Der vorhin geschilderte zeitliche Ablauf und die sich daraus ergebende Dauer sind für ein Verfahren auf Landesgerichtsebene durchaus nicht ungewöhnlich. Zu beachten ist, dass – wie halt bei fast jedem Menschen – auch bei Sachverständigen im Zeitverlauf nach intensiven Arbeitsphasen infolge ganz normalen Vergessens bis zum nächsten Gerichtstermin gewisse Informations- und Wissensinhalte verloren gehen. Zudem können sich in der Zwischenzeit auch neue Sachlagen ergeben haben mit Rückwirkungen auf das Verfahren und die Arbeit des Sachverständigen.

Was ist daher zu tun?

Mit den Anträgen auf Gutachtenserörterung liefern die parteienvertretenden Anwälte zumeist auch die Fragen, die sie vom Gutachter im Rahmen der Erörterung des Gutachtens beantwortet haben wollen. Der Sachverständige wird sich mit diesen Fragen sorgfältig auseinandersetzen und Antworten formulieren, schrittweise überarbeiten und verbessern. Ich selbst bereite jede Beantwortung schriftlich vor dergestalt, dass sie als Unterlage in der Verhandlung direkt an Anwälte und Gericht ausgeteilt werden kann. Das kann sich auf den Ablauf sehr beschleunigend auswirken, besonders dann, wenn darin weitere Fragen vorwegnehmend beantwortet werden.

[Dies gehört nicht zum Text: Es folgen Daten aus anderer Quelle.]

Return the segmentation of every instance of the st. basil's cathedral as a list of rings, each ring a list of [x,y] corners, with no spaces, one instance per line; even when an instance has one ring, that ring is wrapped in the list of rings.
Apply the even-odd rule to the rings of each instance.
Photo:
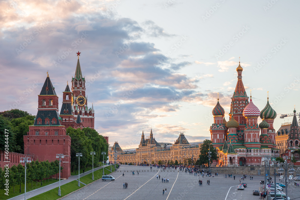
[[[226,121],[225,111],[219,102],[212,110],[214,123],[210,127],[211,139],[218,153],[217,166],[261,165],[262,157],[279,157],[273,127],[276,113],[269,103],[261,111],[247,96],[242,80],[243,68],[236,68],[238,80],[231,97],[230,119]],[[262,121],[258,124],[257,118]]]

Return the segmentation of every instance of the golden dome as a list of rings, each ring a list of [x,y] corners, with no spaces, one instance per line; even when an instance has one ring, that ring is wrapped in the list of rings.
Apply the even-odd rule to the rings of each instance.
[[[240,64],[240,62],[238,62],[238,67],[236,68],[236,71],[242,72],[243,71],[243,67],[241,67],[241,64]]]

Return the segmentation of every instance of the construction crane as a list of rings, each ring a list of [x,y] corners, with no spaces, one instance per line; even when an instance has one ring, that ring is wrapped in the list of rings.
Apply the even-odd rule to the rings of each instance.
[[[298,115],[299,118],[299,121],[298,122],[298,124],[300,125],[300,112],[296,113],[296,115]],[[291,114],[284,114],[280,115],[280,119],[284,119],[286,117],[291,117],[294,116],[294,113]]]

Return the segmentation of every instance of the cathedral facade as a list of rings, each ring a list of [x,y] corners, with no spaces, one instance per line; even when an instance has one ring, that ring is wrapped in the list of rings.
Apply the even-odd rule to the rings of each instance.
[[[226,121],[225,111],[219,102],[212,111],[214,123],[210,127],[211,139],[219,154],[217,166],[248,166],[264,163],[266,156],[279,157],[276,132],[273,127],[276,112],[269,103],[260,111],[248,97],[242,79],[243,68],[236,68],[238,80]],[[262,120],[258,124],[259,117]]]
[[[72,79],[72,90],[67,83],[63,92],[62,103],[59,113],[58,97],[47,72],[47,76],[38,95],[38,113],[33,126],[29,126],[27,135],[23,136],[24,154],[34,160],[50,162],[57,159],[57,154],[63,154],[61,166],[63,178],[70,175],[71,138],[67,128],[89,127],[94,128],[94,112],[89,108],[86,96],[85,80],[82,77],[79,54],[75,73]]]

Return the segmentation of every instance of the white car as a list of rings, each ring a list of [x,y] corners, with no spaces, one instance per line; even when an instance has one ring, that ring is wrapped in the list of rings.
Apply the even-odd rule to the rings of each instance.
[[[245,189],[244,186],[242,185],[240,185],[238,186],[238,190],[244,190]]]

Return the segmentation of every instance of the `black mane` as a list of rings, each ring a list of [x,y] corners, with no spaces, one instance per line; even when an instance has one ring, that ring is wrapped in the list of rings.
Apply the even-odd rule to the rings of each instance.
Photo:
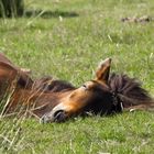
[[[44,77],[34,81],[33,89],[46,92],[59,92],[64,90],[73,90],[75,87],[65,80],[55,80],[53,77]]]
[[[111,91],[119,96],[125,108],[153,101],[148,92],[142,88],[141,82],[135,78],[128,77],[128,75],[113,73],[110,75],[108,84]]]

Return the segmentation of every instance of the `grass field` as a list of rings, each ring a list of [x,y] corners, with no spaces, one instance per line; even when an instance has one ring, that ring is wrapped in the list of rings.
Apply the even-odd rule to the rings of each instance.
[[[23,18],[0,19],[0,52],[33,78],[52,75],[75,86],[111,57],[113,72],[139,78],[154,96],[154,21],[121,22],[143,15],[154,18],[153,0],[25,0]],[[0,119],[0,153],[152,154],[153,145],[153,112],[59,124]]]

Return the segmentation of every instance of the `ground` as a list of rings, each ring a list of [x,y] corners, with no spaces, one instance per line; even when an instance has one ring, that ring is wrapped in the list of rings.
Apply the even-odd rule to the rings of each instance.
[[[154,96],[153,0],[26,0],[23,18],[0,19],[0,51],[33,78],[52,75],[75,86],[91,79],[101,59],[136,77]],[[77,118],[40,124],[0,119],[0,153],[130,154],[154,152],[154,113]]]

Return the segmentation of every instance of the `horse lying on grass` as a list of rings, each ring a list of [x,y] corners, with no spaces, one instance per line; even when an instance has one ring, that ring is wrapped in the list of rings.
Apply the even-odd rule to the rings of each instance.
[[[136,79],[110,74],[110,58],[101,62],[96,77],[76,88],[52,77],[32,80],[26,72],[0,54],[1,103],[7,99],[1,114],[26,113],[47,123],[89,112],[103,116],[154,107],[154,100]]]

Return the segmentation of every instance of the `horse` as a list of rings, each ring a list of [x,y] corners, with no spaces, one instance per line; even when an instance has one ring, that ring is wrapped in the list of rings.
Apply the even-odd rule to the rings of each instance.
[[[25,72],[0,58],[0,97],[6,92],[4,85],[9,91],[13,89],[3,114],[20,110],[20,114],[26,113],[38,118],[41,123],[48,123],[89,113],[108,116],[154,107],[153,98],[138,79],[110,73],[110,67],[111,58],[102,61],[94,79],[75,87],[53,77],[33,80]]]

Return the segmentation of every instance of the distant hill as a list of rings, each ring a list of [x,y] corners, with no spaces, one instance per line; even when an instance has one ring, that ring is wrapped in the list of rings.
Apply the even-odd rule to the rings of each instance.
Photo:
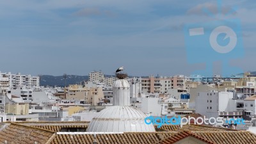
[[[115,77],[112,75],[104,75],[105,77]],[[133,77],[136,76],[130,76]],[[148,77],[142,76],[142,78]],[[77,75],[67,75],[66,86],[69,84],[81,84],[84,81],[88,81],[89,77],[88,76],[77,76]],[[53,76],[50,75],[42,75],[40,76],[40,86],[65,86],[65,79],[63,76]]]
[[[88,76],[67,75],[66,85],[80,84],[84,81],[88,80]],[[42,75],[40,77],[40,86],[65,86],[65,79],[61,76],[53,76],[49,75]]]

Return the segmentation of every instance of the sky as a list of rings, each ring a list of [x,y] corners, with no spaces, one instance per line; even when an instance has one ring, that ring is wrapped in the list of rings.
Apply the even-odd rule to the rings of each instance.
[[[83,76],[100,70],[113,74],[124,66],[131,76],[189,76],[205,68],[205,63],[188,61],[184,27],[216,20],[202,10],[217,13],[216,4],[202,0],[1,1],[0,71]],[[243,71],[256,70],[256,3],[223,0],[222,6],[223,14],[237,8],[228,17],[240,20],[243,33],[244,55],[228,60],[229,64]],[[214,74],[221,72],[221,64],[214,61]]]

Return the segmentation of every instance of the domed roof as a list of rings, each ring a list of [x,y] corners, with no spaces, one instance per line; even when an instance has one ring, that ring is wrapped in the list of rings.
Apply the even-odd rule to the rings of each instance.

Und wenn keine Antwort möglich ist?

Es ist schon öfter vorgekommen, dass Fragen der Anwälte nicht beantwortet werden können. Das kann mehrere Gründe haben. Beispielsweise kann das Finden der Antwort mit zusätzlichem Aufwand verbunden sein, für die wegen der damit verbundenen Kosten das Gericht erst den Auftrag erteilen müsste. In einem anderen Fall kann eine Antwort aus fachlichen oder organisatorischen Gründen nicht gegeben werden, etwa, weil der ursprüngliche Sachverhalt nicht mehr besteht und daher auch nicht mehr untersucht werden kann. Ganz selten habe ich erlebt, dass Fragen beleidigend, unsachlich gehalten oder persönlich gegen den Sachverständigen gerichtet sind. Hier kann das Gericht einschreiten.

Danach: Gesamtsicht gewinnen

Sollte es nicht ohnehin schon zur Fragebeantwortung notwendig gewesen sein, wird der Sachverständige seinen Befund und das darauf aufbauende Gutachten mitsamt allen Anhängen durchlesen. Dabei wird nicht nur das Gedächtnis aufgefrischt, sondern es können kleiner Fehler entdeckt werden, die auch bei noch so sorgfältigem Lektorat durchgeschlüpft sind. Es empfiehlt sich, solche Fehler zu kennzeichnen für den Fall, dass Parteien später darauf Bezug nehmen – was erfahrungsgemäß aber äußerst selten der Fall ist, allein schon deshalb, weil etwa Rechtsanwälte sich primär um den Inhalt kümmern und nicht um kleinere Fehler, die keine Auswirkung auf Gutachtensergebnisse haben.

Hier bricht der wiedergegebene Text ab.